Saturday, April 07, 2007

CAA Football

Checking out a UNH note this morning I was scratching my head at a question about how the Wildcats would do in the CAA this year. My first thought was they left the "N" out. They must mean the NCAA of course. But no, it's the CAA: the Colonial Athletic Association. It took a couple of seconds before I recalled that the Atlantic 10 football conference would be rolled into the CAA starting this year. If I forgot, maybe you did too, so here's a reminder: an old release mentioning the change. I won't forget again (hopefully) but count me as one who misses the old Yankee Conference. ...

Several readers have asked where Buddy Teevens Jr., is headed to school next fall and if he's planning on playing football. I had a chance to ask his old man Friday and the answer is Coastal Carolina, and at this point he's not planning to give football a try. The younger Teevens, who is listed at 6-foot-3, 170, finished off a solid season last fall for Connecticut's undefeated Salisbury School, catching 35 passes for 477 yards and five touchdowns. Find his game-by-game stats here. Interesting that he wore No. 6, one more than his dad. ...

Don't pencil Jay Fiedler in as Eli Manning's backup with the New York Giants quite yet. The former Dartmouth quarterback won't work out for the team until after the NFL draft if the New York Post has it right.

At the Frozen Four NCAA hockey championship, Dartmouth senior Dan Shribman was awarded the first Derek Hines Unsung Hero Award, honoring former Army hockey captain Derek Hines who was killed in Afghanistan in 2005. Hines' sister Ashley plays field hockey and lacrosse at Dartmouth.

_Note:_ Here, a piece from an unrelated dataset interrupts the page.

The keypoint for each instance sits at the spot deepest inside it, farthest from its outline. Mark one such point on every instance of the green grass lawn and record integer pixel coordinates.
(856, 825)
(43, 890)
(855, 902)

The Dartmouth baseball team opens its home season today at Princeton! As this story in the Ithaca Journal suggests, when the FieldTurf surface is installed at Red Rolfe Field, home-away-from-home games will be a thing of the past. While Red Rolfe turf would have been cleared of snow, I'm not sure how it would feel taking a fastball on the handle today. It was 12 degrees when I got up. ;-)

From a story in the San Francisco Chronicle about the increased selectivity of liberal arts colleges:
"Colgate is now where Dartmouth was. Dartmouth is where Amherst was. Amherst is where Brown was. Brown is where Stanford was. Stanford is where Harvard was, and Harvard is all by itself taking 9 percent."
I could be wrong but I'm not sure how that ordering of admissions will play among certain Dartmouth folks.